Dünyanın en prestijli dergilerinden The Economist, bu hafta şanlı bayrağımızı kapak yaptı; üstüne de şu manşeti attı:
Türkiye, Diktatörlüğün Eşiğinde...
Cumhurbaşkanının silüeti, Türk bayrağındaki hilalin içine yerleştirilmişti ve ana başlığın hemen altında “Erdoğan İmparatorluğu Hakkında Özel Rapor” ibaresi vardı. Yaklaşan seçimin analiz edildiği yazıda ise, “Türkiye felaketin eşiğinde” gibi ifadelere yer veriliyordu.

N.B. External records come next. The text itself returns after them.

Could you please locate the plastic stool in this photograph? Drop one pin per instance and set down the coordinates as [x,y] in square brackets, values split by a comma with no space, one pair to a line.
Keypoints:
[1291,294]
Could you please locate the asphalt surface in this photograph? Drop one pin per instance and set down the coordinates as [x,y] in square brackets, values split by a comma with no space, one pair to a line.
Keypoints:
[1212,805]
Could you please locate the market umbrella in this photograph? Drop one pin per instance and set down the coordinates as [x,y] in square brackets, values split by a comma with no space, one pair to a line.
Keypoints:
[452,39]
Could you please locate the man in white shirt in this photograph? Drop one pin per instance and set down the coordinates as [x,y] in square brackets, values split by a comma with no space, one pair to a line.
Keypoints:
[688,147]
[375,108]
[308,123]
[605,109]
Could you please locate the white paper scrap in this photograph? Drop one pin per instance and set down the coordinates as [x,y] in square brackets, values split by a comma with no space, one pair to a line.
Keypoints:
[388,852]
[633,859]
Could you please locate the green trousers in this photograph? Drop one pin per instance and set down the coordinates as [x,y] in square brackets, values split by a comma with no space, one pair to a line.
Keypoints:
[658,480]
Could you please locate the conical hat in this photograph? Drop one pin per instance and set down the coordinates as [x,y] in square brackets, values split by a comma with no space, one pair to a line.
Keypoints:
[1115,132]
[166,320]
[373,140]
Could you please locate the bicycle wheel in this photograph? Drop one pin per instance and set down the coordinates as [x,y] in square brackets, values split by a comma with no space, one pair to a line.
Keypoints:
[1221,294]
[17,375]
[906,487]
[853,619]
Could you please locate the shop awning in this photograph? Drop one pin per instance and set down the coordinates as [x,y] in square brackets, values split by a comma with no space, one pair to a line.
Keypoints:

Dünyayı sarsan yayın, “Tüpçü” kanalı CNN Türk’te, “haddini aşan, küstahça, alçakça saldırı” olarak değerlendirildi.
Örneğin, güvenlik ve terör uzmanı Coşkun Başbuğ, “bu dergi, 2017 referandumunda da benzer şeyler yapmıştı. Diktatör görmek istiyorlarsa kendi ülkelerine baksınlar. Lady Diana'nın katline yönelik makale hazırlasınlar” dedi; Economist’e, “Türkiye seni neden bu kadar ilgilendiriyor?” diye sordu.
Bu “alçakça” saldırının sadece Erdoğan'a değil, Türk milletine de yönelik olduğunun altını çizen Başbuğ, Economist’in bütün bunları neden yaptığına şu “bilimsel” yorumu getirdi:
"Çünkü, Batı'nın tüm tuzaklarını yerle bir eden bir lideri konuşuyoruz. Trump'ı devre dışına bıraktılar, yıkamadıkları bir tek Erdoğan kaldı. Hiç siyaset bilmesek bile sadece Batı'nın hedef almasından dolayı Erdoğan'ı desteklemek gerekir.”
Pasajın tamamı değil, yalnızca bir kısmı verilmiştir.